A Year Later: FDA approves Software Fix for Security Flaws in Pacemakers

In-brief: The FDA as approved a software update to software security holes in pacemakers made by Abbott. But doctors and patients will have to weigh the risks of apply the patch. 

The U.S. Food and Drug Administration has approved a software update for a range of pacemakers and other implantable medical devices that will fix security holes identified by the security firm MedSec, more than seven months after the vulnerabilities were disclosed.

The FDA on Tuesday published a Safety Communication saying that patients using any of six pacemaker and CRT-P (cardiac resynchronization therapy pacemaker) devices manufactured by St. Jude Medical (now Abbott) should consider applying a software update to fix the security holes, some of which could cause harm to patients.

“Patients and their health care providers (should) discuss the risks and benefits of the cybersecurity vulnerabilities and the associated firmware update designed to address such vulnerabilities at their next regularly scheduled visit,” the FDA said.

The FDA notice comes a little more than a year after MedSec and the Wall Street Firm Muddy Waters Research made headlines for releasing information about flaws in implantable medical devices by St. Jude Medical in conjunction with a report by Muddy Waters calling on investors to bet against the stock of Abbott, which had acquired St. Jude Medical.
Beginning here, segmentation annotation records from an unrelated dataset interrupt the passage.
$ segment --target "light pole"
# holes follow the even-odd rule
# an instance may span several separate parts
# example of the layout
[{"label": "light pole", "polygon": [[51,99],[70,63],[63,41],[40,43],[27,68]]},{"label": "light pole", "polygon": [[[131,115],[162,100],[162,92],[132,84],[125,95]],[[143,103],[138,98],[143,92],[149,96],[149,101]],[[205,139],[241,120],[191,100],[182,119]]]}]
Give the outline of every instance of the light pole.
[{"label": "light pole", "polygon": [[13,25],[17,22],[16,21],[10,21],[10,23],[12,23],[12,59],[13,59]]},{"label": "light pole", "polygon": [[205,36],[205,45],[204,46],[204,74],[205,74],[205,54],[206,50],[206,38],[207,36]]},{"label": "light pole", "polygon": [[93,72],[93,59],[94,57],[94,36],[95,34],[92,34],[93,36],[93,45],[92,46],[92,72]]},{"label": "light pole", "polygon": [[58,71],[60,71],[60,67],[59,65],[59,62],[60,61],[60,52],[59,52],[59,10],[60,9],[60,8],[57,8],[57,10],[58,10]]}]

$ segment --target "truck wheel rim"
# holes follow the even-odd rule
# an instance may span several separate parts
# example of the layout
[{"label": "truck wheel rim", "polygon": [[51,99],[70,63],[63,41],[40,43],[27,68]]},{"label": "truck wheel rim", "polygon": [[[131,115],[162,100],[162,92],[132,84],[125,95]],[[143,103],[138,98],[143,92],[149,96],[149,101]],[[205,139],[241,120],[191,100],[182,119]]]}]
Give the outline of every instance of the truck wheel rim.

St. Jude Medical issued a software patch in January for affected devices, but also questioned the MedSec findings, filing suit against the company. In a statement in response to the initial MedSec and Muddy Waters report, a company spokesman said the report was “absolutely untrue,” saying that there were “several layers of security measures in place” on its implantable devices.

However, in a damning report released in April, the FDA said that St. Jude Medical knew about serious security flaws in its implantable medical devices as early as 2014, but failed to address them with software updates or by replacing those devices.

The government found that St. Jude Medical learned of serious and exploitable security holes in the company’s “high voltage and peripheral devices” in an April, 2014 third-party assessment commissioned by the company. But St. Jude Medical “failed to accurately incorporate the findings of that assessment” in subsequent risk assessments for the affected products, including Merlin@home, a home-based wireless transmitter that is used to provide remote care for patients with implanted cardiac devices, the FDA revealed. Among the security flaws: a “hardcoded universal unlock code” for the company’s implantable, high voltage devices.

Among the risks to patients who use affected devices are that unauthorized users could modify programming commands to the implanted pacemaker, which could result in patient harm from rapid battery depletion or administration of inappropriate pacing, the FDA said.

A letter from the FDA to St. Jude Medical in April said the firm ignored warnings that its implantable medical devices and related software were vulnerable to hacking or unexpected failure.

To address these cybersecurity vulnerabilities and improve patient safety, St. Jude Medical now require any device attempting to communicate with the implanted pacemaker to first authenticate to The Merlin Programmer and Merlin@home Transmitter.

Patients will need to visit their physician’s office to obtain the firmware update, which will take 3 minutes to apply. The FDA said the risks of device malfunctions during update are low and it does not recommend that patients or physicians remove the implanted devices solely because of the security holes.

The incident raises questions about how flaws in medical devices – especially those that are implanted in patients – will be managed going forward.

In a letter to physicians, Abbott suggests they sit with patients to discuss the relative risks of applying or not applying the software update. It describes the threat as coming from a “highly complex attack,” citing the U.S. Department of Homeland Security, though security researchers at MedSec have suggested that attacks, while they might require physical proximity to the device, would not necessarily  need to be highly complex.

It is unclear, however, how well qualified either physicians or patients are to weigh relative hacking risks, especially with conflicting information in the public domain.